En este sentido, es conveniente anotar que la sociedad hondureña esta próxima a “participar” de un nuevo proceso electoral, que por demás está decirlo, es el más atípico proceso que se haya conocido en Honduras, existen a nuestro juicio tres importantes aspectos que convierten a este proceso en atípico y por lo tanto nada confiable.

El primero, es que Juan Orlando Hernández siendo el actual presidente de la república, es también a la vez candidato presidencial, pasando por encima de lo establecido en el artículo 239 de la constitución hondureña, este articulo prohíbe explícitamente la reelección presidencial.

En segundo lugar, este proceso también es atípico porque el actual gobierno está siendo investigado por una comisión internacional (MACCIH) debido a que en los últimos años se han producido gigantescos actos de corrupción que al momento han quedado prácticamente en la impunidad; para muestra basta un botón, existe suficiente documentación que prueba que mucho de lo robado al Estado, fue a parar a manos del partido nacional para financiar la campaña electoral de Hernández.

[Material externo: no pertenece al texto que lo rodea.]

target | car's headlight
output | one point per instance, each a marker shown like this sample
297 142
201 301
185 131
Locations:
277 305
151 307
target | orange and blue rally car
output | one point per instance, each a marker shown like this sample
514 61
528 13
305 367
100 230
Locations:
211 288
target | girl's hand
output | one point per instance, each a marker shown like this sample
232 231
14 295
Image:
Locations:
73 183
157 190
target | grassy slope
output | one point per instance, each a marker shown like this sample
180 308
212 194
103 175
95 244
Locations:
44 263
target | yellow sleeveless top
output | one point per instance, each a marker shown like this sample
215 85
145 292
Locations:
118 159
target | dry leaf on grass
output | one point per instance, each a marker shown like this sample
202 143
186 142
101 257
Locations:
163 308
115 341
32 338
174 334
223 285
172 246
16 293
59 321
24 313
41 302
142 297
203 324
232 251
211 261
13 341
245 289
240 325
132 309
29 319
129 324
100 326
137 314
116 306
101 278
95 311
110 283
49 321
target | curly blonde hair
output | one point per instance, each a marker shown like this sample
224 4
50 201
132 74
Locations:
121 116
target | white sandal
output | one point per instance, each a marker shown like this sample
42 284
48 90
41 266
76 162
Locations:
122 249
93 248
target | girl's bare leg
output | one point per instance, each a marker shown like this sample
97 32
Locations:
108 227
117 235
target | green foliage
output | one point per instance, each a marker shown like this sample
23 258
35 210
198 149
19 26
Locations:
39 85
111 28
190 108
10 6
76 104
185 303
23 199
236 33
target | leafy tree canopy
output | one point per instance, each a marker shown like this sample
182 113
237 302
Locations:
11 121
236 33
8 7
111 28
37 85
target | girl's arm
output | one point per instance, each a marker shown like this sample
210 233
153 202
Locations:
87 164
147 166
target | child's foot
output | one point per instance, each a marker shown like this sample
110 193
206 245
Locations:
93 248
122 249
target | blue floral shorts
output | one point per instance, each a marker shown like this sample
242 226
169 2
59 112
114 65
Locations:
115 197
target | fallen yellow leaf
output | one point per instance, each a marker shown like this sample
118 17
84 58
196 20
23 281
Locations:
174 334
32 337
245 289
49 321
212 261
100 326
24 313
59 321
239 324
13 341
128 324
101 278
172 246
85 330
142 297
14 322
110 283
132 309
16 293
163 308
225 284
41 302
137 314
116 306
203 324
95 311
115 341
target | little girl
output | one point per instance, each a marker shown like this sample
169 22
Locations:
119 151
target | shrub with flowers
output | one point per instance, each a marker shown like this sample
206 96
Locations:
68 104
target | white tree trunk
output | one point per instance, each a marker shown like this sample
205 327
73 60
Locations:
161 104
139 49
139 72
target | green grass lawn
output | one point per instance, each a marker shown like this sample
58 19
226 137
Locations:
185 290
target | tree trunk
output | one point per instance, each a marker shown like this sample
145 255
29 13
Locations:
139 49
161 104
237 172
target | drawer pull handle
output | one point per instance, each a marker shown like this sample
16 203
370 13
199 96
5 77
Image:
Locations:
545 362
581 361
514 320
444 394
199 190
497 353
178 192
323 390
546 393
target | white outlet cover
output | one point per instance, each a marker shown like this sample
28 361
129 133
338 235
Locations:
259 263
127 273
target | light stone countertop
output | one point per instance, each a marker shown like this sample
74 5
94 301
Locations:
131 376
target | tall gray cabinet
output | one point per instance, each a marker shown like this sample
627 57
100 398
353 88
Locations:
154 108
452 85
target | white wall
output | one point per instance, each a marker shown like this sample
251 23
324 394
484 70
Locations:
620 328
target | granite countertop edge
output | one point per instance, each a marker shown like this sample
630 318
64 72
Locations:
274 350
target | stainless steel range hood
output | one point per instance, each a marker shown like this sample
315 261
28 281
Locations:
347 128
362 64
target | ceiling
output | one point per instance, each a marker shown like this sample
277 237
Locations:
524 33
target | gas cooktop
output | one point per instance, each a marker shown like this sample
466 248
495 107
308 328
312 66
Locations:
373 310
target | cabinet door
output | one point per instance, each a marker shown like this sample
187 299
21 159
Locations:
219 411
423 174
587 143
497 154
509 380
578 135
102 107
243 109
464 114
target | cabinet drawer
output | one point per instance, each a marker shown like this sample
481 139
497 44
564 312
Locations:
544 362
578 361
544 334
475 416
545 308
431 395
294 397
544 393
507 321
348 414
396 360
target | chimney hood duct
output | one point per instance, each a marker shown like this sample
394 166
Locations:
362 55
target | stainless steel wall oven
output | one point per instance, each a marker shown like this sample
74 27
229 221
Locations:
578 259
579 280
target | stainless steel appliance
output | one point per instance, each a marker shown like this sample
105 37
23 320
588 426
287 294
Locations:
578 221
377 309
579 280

Un tercer elemento que no puede ser evadido en la atipicidad de este proceso electoral, es la captura de Fabio Lobo por el delito de narcotráfico hacia los Estados Unidos; para nadie es un secreto que la captura de esta persona permitió conocer que dentro del actual gobierno hay involucrados altos mandos del ejército y de la policía, así como funcionarios públicos de alto nivel; pero también este caso involucra a altos ex funcionarios del gobierno de Porfirio Lobo.

En un país civilizado los tres factores anteriormente descritos como atípicos, serían poderosos elementos de fuerza para descartar la candidatura de un político a cualquier cargo público, pero principalmente al cargo de la primera magistratura, no obstante, para el partido nacional y el presidente estos no son elementos de fuerza que impidan la reelección.

Por lo tanto, el ensombrecido panorama político indica que Honduras podría estar a las puertas de una mayor crisis política como la generada a partir del golpe de Estado contra el presidente José Manuel Zelaya.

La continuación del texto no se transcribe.